Bizler ne kadar çok duymuşuzdur bu cümleyi ana- babalarımızdan. Cetvelle elimize vurulup, ağlayarak eve dönünce daha kapıdan girmeden, öğretmenimizi şikayete başlar başlamaz... Biz böyle büyüdük. Bir harf öğretenin kulu kölesi olmak gerektiği saygısıyla eğitimlerimizi tamamladık.
Buradan geriye doğru bakınca öğretmenlerim tarafından sevilen ve desteklenen bir öğrenci olduğumu hatırlayarak, şanslıyım diyorum. Sadece ilkokul da Resim Öğretmenimle anlaşamıyorduk. Bana hep 'Babana yaptırıp getirme resimlerini diyorum sana' diye çıkışırdı. Halbuki 3 kişilik sıkışarak oturduğumuz sıralarda, malzemelerimizi bile koyacak yer bulamadan suluboya yapmanın zorluğu, evde geniş alanda çalışma keyfine geçince moral bulur, hayal gücümle baş başa kalır, en güzel resimlerimi evde oluştururdum. Gururumdan bu durumu babama hiç söyleyemedim. Keşke Öğretmenimle bugünümü paylaşma şansım olsaydı.
Eti senin, kemiği benim...
Cümlesi de eskilerde velinin çocuğunu öğretmene teslim ederken verdiği açık senettir. Bu öğretmene olan inancın, güvenin, saygının bir göstergesidir. Yoksa hiçbir öğretmenin kasaplık yetisi yoktur. Eti kemikten ayırmak gibi bir şekil yoktur. Bu çocuğun aile ve öğretmene ait olduğunu anlatan keskin bir deyiştir. Çocuk artık yarı ailenin yarı öğretmenindir. Çocuğun eğitimi, ailede verilen sevgi-saygı değerlerinin yanında, öğretmenin doğru bilgiyle aydınlattığı, gelişim yolunu açar.
Öğretmenler ne ister? Çook seneler sonra karşılaştığım Edebiyat Hocam Fahrünnisa Hanım'a bu soruyu yöneltmiştim. Bana ‘’Çocuklarımın kalplerine önce sevgiyi ekmek istedim. Gelişebilecekleri en ileri seviyeye kadar ilerleyebilmelerine yardımcı oldum. Ailelerinde bulamadıklarını vermeye gayret ettim. Onlara vatana yararlı işler yaparak, milletçe ilerleyebilecekleri yerlerde olmaları gerektiğini anlatmaya çalıştım. Ama içlerindeki potansiyeli tam anlamıyla ortaya çıkaracakları bir eğitim sistemimizin olmayışı beni hep üzdü. Öğretmen toplantılarında bu konulara değinerek, çocuk eğitimi konusunda ki bilgi eksikliğine dikkat çekmeye çalıştım. Hep çocukları korkutarak değil de severek yaklaşmanın, eğlendirerek öğretmenin onları daha başarılı yaptığını gördüm. Çocukları dinlemek, anlamak, sorularını cevaplamak, görüş açılarını genişletmek, kitap okumaya özendirmek; onlara sevgi vererek güvenlerini sağlamak gerekir’’ Demişti.

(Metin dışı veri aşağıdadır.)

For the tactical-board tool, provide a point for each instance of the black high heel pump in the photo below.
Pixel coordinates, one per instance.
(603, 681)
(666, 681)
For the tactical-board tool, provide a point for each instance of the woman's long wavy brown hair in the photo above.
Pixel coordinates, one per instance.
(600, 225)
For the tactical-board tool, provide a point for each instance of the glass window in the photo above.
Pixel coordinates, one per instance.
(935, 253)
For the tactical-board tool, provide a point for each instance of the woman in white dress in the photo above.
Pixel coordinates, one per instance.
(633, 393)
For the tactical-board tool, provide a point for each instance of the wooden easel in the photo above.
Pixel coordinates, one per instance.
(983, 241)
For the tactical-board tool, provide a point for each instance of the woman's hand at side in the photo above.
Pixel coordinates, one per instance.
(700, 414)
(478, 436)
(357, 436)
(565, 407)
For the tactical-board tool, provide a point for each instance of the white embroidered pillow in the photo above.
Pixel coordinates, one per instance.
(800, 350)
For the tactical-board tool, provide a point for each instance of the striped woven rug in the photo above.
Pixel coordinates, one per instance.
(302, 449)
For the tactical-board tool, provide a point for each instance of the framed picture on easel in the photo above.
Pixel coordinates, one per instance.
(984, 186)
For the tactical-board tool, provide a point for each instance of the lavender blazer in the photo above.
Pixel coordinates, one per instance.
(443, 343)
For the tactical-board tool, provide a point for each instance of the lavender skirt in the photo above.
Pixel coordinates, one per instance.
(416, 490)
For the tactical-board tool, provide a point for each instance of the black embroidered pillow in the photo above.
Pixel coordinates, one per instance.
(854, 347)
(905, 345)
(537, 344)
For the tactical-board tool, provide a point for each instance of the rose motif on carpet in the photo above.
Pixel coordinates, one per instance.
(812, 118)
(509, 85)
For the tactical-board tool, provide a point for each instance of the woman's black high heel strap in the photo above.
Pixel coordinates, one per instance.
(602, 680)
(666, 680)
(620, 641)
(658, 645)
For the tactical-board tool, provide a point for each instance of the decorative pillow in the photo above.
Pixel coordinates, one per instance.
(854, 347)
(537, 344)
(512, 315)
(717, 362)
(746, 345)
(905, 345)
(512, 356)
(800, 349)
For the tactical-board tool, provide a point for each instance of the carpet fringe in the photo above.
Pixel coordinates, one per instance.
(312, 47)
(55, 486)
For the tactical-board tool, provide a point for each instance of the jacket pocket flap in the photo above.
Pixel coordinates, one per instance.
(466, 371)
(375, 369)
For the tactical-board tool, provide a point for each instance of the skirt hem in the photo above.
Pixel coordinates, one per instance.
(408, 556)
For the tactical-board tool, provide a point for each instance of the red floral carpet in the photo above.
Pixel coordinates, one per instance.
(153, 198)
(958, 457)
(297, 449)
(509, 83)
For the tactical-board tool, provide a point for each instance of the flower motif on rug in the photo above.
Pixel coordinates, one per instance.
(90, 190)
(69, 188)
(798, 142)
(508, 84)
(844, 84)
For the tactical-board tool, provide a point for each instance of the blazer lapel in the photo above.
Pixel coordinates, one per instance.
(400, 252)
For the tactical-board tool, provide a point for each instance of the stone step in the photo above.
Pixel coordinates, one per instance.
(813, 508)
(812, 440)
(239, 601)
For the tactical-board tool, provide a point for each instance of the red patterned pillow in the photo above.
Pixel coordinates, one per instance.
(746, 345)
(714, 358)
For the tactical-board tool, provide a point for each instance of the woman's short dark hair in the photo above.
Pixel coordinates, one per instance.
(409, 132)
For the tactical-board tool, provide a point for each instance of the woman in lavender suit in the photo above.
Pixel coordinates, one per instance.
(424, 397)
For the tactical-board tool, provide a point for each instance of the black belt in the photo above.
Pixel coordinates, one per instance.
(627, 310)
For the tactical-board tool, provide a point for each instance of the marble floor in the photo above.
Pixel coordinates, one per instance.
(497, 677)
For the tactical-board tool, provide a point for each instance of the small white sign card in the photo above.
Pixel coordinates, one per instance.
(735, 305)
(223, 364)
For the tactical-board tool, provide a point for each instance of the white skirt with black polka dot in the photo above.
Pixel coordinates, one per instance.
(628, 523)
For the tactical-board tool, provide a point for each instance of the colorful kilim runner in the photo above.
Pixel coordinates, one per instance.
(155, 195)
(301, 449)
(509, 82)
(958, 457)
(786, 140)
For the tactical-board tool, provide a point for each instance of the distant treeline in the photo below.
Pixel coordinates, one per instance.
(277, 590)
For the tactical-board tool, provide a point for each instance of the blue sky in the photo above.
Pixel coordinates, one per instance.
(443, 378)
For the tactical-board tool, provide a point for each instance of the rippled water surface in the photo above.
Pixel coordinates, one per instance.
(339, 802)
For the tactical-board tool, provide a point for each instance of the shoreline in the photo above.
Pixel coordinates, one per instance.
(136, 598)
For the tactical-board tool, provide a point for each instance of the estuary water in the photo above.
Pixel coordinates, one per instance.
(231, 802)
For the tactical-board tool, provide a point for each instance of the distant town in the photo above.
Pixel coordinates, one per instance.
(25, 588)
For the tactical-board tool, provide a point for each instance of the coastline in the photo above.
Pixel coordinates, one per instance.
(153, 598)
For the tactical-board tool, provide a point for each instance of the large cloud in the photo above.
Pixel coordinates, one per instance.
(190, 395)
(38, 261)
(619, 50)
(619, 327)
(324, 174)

Mustafa Kemal Atatürk; Dünyanın her tarafında öğretmenler, insan topluluğunun en fedakar ve muhterem unsurlarıdır.’’ Der. Ayakları üstüne basan, bilgili, onurlu, gururlu, başarılı ve bilinçli çocuklar yetiştirmek emek ister. Günümüzde baba-anne çalışan bir aile yaşamında öğretmenlerimize daha çok iş düşüyor. Aileler çocukları okula verdi mi, kendini çoğu konudan sorumlu tutma duygusundan da sıyrılıveriyor. Ama nedense canlarımızı emanet ettiğimiz öğretmenlerimizin şartlarını iyileştirmeyi bir türlü başaramıyoruz. Senelerdir süregelen şikayetlerini kulak ardı ediyoruz. Onları maddi, manevi güçlendiremiyoruz. Sorunlarıyla boğuşup durmaktalar ve bizim kendilerinden çocuklarımızı adam etmeleri gibi büyük bir beklentimiz var.
Salgın nedeniyle Eğitim Sistemi boşlukları ve yokluklarına, öğretmenlerin çaresizliğine bu yazıda yeterli yerim yok ne yazık ki! Yetkili ağızlardan eğitime ayrılan bütçenin yetersizliğini duymaktayız. Verilen kadrolar yetersiz, her sene sınavlara girip çıkan öğretmenler çaresiz. Umutsuzca bir bekleyiş içinde ömür tüketiyorlar. Ve biz Öğretmenlerimize bir gelecek veremezken, onlardan çocuklarımızın hayatlarına yön vermelerini, doğru meslek seçimlerine yönlendirmelerini kısacası geleceklerini şekillendirmelerini bekliyoruz. İronik!
Bugün Öğretmenler Günü. Başöğretmen Mustafa Kemal Atatürk’ün şahsında ebediyete intikal eden değerli öğretmenlerimize rahmet diliyorum.
Laik Cumhuriyet ışığında öğrenci yetiştiren, öğretmenlerimin önünde saygıyla eğiliyorum. Yaşamıma değen öğretmenlerime yolumu aydınlattıkları için minnettarım.